Earth -
Hibernaculum (EP)
Le dénominateur commun de mes disques favoris semble définitivement être la lumière. C'est bien simple, rien ne m'attire plus que ce concept : « la lumière » . Donnez m'en le plus possible, partout, en permanence. Cette lumière, Carlson - l'homme derrière Earth - aura mis du temps à la trouver, on ne le sait que trop bien. Mais un beau jour, du fond de sa tanière, Carlson a tiré sur une ficelle, sur un rayon de lumière. Et depuis ce jour, auquel Hibernaculum doit rendre hommage, la lumière ne cesse de filtrer dans l’œuvre de cet esthète du minimalisme et de la contemplation.
"Ouroboros Is Broken" entame la danse. Et bien vite, on flaire l'ironie. Avec un titre comme ça, on s'attend à ce que le fameux serpent cesse de se mordre la queue. Pour enfin reprendre son chemin. Mais ce n'est pas vraiment ce qu'il se produit, non.. Car, pour le coup, ce morceau reste ce qu'il est : un tourbillon, une spirale, un être de pures ondes. Ah ? On ne vous a pas prévenu ? C'est que cette piste n'est pas neuve. Elle apparaissait déjà bien avant les années 2000. Sur le premier EP du groupe : Extra-Capsular Extraction. C'était lourd, lourd, lourd. Comme aujourd'hui, mais en bien plus malsain. Car on observe désormais, en l'an 2007, un Ouroboros purgé. Certes, il n'avance pas d'un iota, tourne en rond et réduit son cycle (le morceau se tient dans ses 8 minutes, là où la version initiale touchait le quart d'heure). Mais tout cela s'opère sur un ton serein. Lourd et doux.

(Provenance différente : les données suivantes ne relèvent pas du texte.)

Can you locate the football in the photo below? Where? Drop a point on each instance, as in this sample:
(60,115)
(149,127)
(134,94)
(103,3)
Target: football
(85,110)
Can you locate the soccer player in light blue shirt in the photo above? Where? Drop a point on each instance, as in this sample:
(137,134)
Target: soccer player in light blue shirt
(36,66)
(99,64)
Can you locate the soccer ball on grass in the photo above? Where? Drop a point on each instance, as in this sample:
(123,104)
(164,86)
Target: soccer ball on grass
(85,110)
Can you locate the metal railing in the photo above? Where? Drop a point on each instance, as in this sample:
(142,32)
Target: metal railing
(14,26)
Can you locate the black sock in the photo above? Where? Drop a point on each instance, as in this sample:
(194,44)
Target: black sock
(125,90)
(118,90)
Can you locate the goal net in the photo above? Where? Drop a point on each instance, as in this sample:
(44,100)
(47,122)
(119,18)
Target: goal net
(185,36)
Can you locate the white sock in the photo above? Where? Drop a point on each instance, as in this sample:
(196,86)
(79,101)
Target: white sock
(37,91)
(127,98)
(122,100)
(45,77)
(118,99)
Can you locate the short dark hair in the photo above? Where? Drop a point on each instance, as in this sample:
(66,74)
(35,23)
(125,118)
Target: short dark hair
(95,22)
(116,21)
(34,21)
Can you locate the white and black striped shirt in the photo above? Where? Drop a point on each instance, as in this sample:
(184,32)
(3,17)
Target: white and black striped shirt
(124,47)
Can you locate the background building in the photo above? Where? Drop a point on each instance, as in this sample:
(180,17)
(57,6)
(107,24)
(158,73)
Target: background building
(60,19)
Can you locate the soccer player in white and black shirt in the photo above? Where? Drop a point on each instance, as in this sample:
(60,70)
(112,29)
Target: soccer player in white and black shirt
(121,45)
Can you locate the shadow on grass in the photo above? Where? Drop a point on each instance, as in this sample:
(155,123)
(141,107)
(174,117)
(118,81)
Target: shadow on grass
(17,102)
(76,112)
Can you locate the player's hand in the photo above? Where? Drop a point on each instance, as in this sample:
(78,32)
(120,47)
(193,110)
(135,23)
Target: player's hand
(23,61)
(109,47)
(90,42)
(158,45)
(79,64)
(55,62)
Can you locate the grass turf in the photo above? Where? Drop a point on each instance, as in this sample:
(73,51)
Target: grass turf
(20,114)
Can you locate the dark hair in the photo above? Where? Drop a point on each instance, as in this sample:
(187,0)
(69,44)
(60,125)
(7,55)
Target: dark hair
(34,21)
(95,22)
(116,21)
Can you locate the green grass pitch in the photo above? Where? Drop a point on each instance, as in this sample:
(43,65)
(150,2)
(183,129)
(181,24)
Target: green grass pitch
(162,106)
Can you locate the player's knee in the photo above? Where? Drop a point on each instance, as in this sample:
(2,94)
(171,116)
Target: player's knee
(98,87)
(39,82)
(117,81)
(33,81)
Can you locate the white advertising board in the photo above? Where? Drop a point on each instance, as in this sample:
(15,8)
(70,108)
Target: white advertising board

Voyez ? Exit la haine accumulée du drone d'Ouroboros-1990, place à l'Ouroboros-2007, être de lumière.
Le constat est sensiblement le même pour le "Coda Maestoso in F (Flat) Minor". D'un morceau original stoner et lourd, Earth découvre aujourd'hui une piste lumineuse comme jamais. Toujours aussi répétitive, la mélodie est passée de l'agression à l'apaisement. La guitare - au ton vraiment cristallin - égrène les notes, et par là même une certaine forme de plénitude. Cette sensation ne quitte pas le troisième morceau, "Miami Morning Coming Down", surement le plus joli de cet EP. Un piano enclenche le thème, simple, basique, répétitif. Et puis tout bascule. Image de bords de mers ; image d'une forêt d'émeraudes, image de vie. Et, derrière cela, une nostalgie qui n'a pas même la pudeur de se cacher. Inutile de trop en dire : le morceau est d'une simplicité étonnante, et d'une beauté confondante. Des grands mots, hein ? Finalement, le seul changement de ton se trouve être "A Plague of Angels", piste-fleuve de seize minutes. Le doute s'immisce et le ciel s'assombrit - un peu, mais toujours un peu trop. Les cuivres s'en mêlent, par touches, alors que la trame de fond n'est modifiée qu'en de rares points - qui constituent autant de points de repères. Earth, c'est certain, n'a pas perdu son sens de l'hypnotisme.
Earth aura inventé deux styles. Le drone à guitare, d'abord, définitif dès Earth 2. Ensuite, le drone minimaliste, purgé de ses aspérités et de ses saturations. Hibernaculum reste pourtant un album de drone, toujours, mais qui ne vit finalement que par les mélodies qu'il contient. Un drôle de paradoxe. Il fallait bien Carlson pour y penser.